Scientific Endeavours to Promote Longevity

  • A startup called Rejuvenate Bio is claiming to make pets younger by using gene therapies. They plan to employ the lessons learnt for this exercise, for humans as well.
  • An organization by the name Better Humans strives to radically extend healthy lifespans, end human diseases, improve human cognition and wellbeing. They base their studies on DNAs collected from human beings who have lived for a century or more.
  • Similarly, Strategies for Engineered Negligible Senescence Research Foundation repair, remove or render harmless the cellular damages that occur in old age.

Why Stop Aging?

  • Aging is considered to be a new adversary for humankind which poses many issues and challenges like: untreatable diseases like Alzheimer’s, increased risks to transmissible diseases, increased pressure on aging homes, strain on medical resources, reduced productivity, resources spent on care, so on and so forth.
  • The entire Aging industry is developing not only for the sake of scientific research but also for the potential economic benefits associated with taking care of age and the aged.

Approaches Used

  1. Biomedical Gerontology: This approach focuses on root causes of aging and stops them before damage accumulates. This includes drugs that target metabolic pathways.
  2. Rejuvenation Biotechnology: This approach is concerned with repair and maintenance of the cells and tissues that are undergoing degeneration with age.

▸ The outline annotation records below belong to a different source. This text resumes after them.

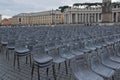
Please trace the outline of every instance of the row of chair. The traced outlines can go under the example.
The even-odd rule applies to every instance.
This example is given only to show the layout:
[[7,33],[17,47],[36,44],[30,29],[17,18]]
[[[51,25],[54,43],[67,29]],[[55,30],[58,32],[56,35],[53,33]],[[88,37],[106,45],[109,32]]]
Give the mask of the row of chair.
[[[95,32],[93,32],[94,30]],[[109,30],[112,32],[109,32]],[[103,31],[105,32],[103,33]],[[58,70],[60,71],[62,63],[65,64],[66,74],[68,74],[68,67],[70,67],[72,68],[72,71],[75,77],[78,78],[78,80],[81,80],[82,79],[81,77],[83,77],[82,80],[88,80],[86,79],[88,77],[86,77],[85,74],[89,74],[91,72],[92,72],[90,75],[91,80],[93,80],[93,77],[95,77],[94,80],[102,80],[102,77],[100,76],[101,75],[103,76],[103,74],[101,72],[101,74],[99,73],[100,76],[97,75],[98,71],[96,69],[97,68],[96,66],[98,66],[98,63],[95,63],[95,62],[100,62],[104,65],[107,64],[109,62],[109,59],[108,59],[109,54],[107,53],[109,52],[109,49],[107,47],[109,45],[113,45],[119,42],[119,38],[120,38],[118,27],[115,27],[115,28],[113,27],[107,27],[107,28],[97,27],[96,28],[96,27],[85,27],[85,26],[82,28],[78,26],[75,28],[74,27],[70,27],[70,28],[69,27],[65,27],[65,28],[64,27],[54,27],[54,28],[20,27],[19,28],[18,27],[18,28],[1,28],[0,33],[2,34],[0,36],[1,44],[2,44],[1,46],[2,53],[5,53],[7,59],[9,59],[9,55],[10,55],[9,50],[14,50],[15,53],[14,53],[13,63],[15,66],[15,61],[17,61],[18,68],[20,68],[20,62],[19,62],[20,57],[26,56],[26,61],[27,61],[27,58],[29,57],[30,63],[31,63],[31,56],[32,56],[33,62],[32,62],[31,76],[33,76],[34,67],[37,66],[38,80],[40,80],[39,69],[46,67],[46,73],[48,76],[49,67],[51,65],[53,67],[54,79],[56,80],[57,75],[56,75],[55,66],[59,65]],[[99,51],[96,51],[96,50],[99,50]],[[90,56],[93,53],[95,53],[95,58],[98,59],[95,62],[94,62],[95,59],[93,59],[94,57],[90,58]],[[105,53],[105,54],[102,54],[102,53]],[[82,65],[82,62],[76,63],[76,58],[79,59],[84,54],[85,54],[85,57],[88,56],[87,59],[90,59],[90,60],[88,60],[88,62],[86,62],[83,67],[73,66],[78,63]],[[100,60],[97,57],[100,57]],[[113,59],[112,57],[110,58]],[[75,59],[75,62],[72,62],[72,60],[74,59]],[[104,62],[105,61],[104,59],[106,60],[106,62]],[[103,62],[101,62],[102,60]],[[67,64],[67,61],[69,61],[68,64]],[[91,63],[90,66],[87,66],[89,63]],[[94,67],[91,67],[92,63],[94,63],[93,64]],[[83,64],[84,64],[84,61],[83,61]],[[98,67],[100,66],[105,67],[104,65],[100,64]],[[113,63],[113,65],[116,66],[118,64]],[[112,64],[108,65],[108,67],[111,67],[111,66]],[[80,70],[74,67],[78,67],[80,68]],[[84,68],[89,68],[89,70]],[[93,71],[94,68],[96,71]],[[99,70],[102,71],[102,68],[101,69],[100,68]],[[107,67],[105,68],[106,68],[105,69],[106,71],[107,69],[110,69],[112,71],[111,75],[113,76],[114,67],[112,69]],[[76,71],[82,72],[81,75],[83,75],[83,73],[85,74],[84,76],[80,76],[79,72],[76,72]],[[100,77],[100,79],[97,78],[95,75]],[[111,76],[107,78],[110,79]]]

Ethical Concerns Associated with Longevity

The increasing focus on making the man almost immortal in this age almost ignores the fact that there is a limit to population carrying capacity of our planet. Given the rate at which human beings are polluting the earth by their activities, longevity is going to prove a bane for our future generations who will inherit an earth full of plastic, poisonous gases, and little water.

A large section of population struggles for basic necessities like food, shelter and water. The scientific community must line up their efforts to make the quality of life better for them rather than using up our resources to provide a long life to a handful of rich who, on the average, already live longer than the poor. It is obvious that these therapies will be accessible to only those who can pay for it. This will further deepen the already burgeoning inequality in the world.

Wildlife faces the most adverse impacts of the increase in the length of human lives. This was confirmed by a study by the University of California, Davis researchers. The biodiversity on earth is balanced by a number of factors, lifespans of organisms being one of them. Increased life expectancy means that people live longer and affect the planet longer; each additional year being another year of additional carbon footprint, additional ecological footprint, the additional use of natural resources, etc.

The methods used to achieve the goal of longer lives for humankind are themselves under the scanner. Technologies like gene therapy have been in question for ethical and religious reasons. For eg. Gene therapy for unborn babies is considered to be tampering with the natural process of birth and growing up, and may not be according to the desires of the future, yet-unborn individual. It is probable that the therapies yielding impact of age affect other human traits as well (especially psychological) which may pose a threat to the human race in long term.

Assigning a more positive value to the length of life, rather than its social, cultural, spiritual, and intellectual value is a very superficial view. Human life is more of a relative entity defined by one’s sociocultural capital and intellectual achievements rather than by how long one lives. The real ethical challenge for aging societies, therefore, should be to improve the conditions for life in the community, and not how to stop ageing as such. After all, not all natural processes need tweaking, at least not as of yet.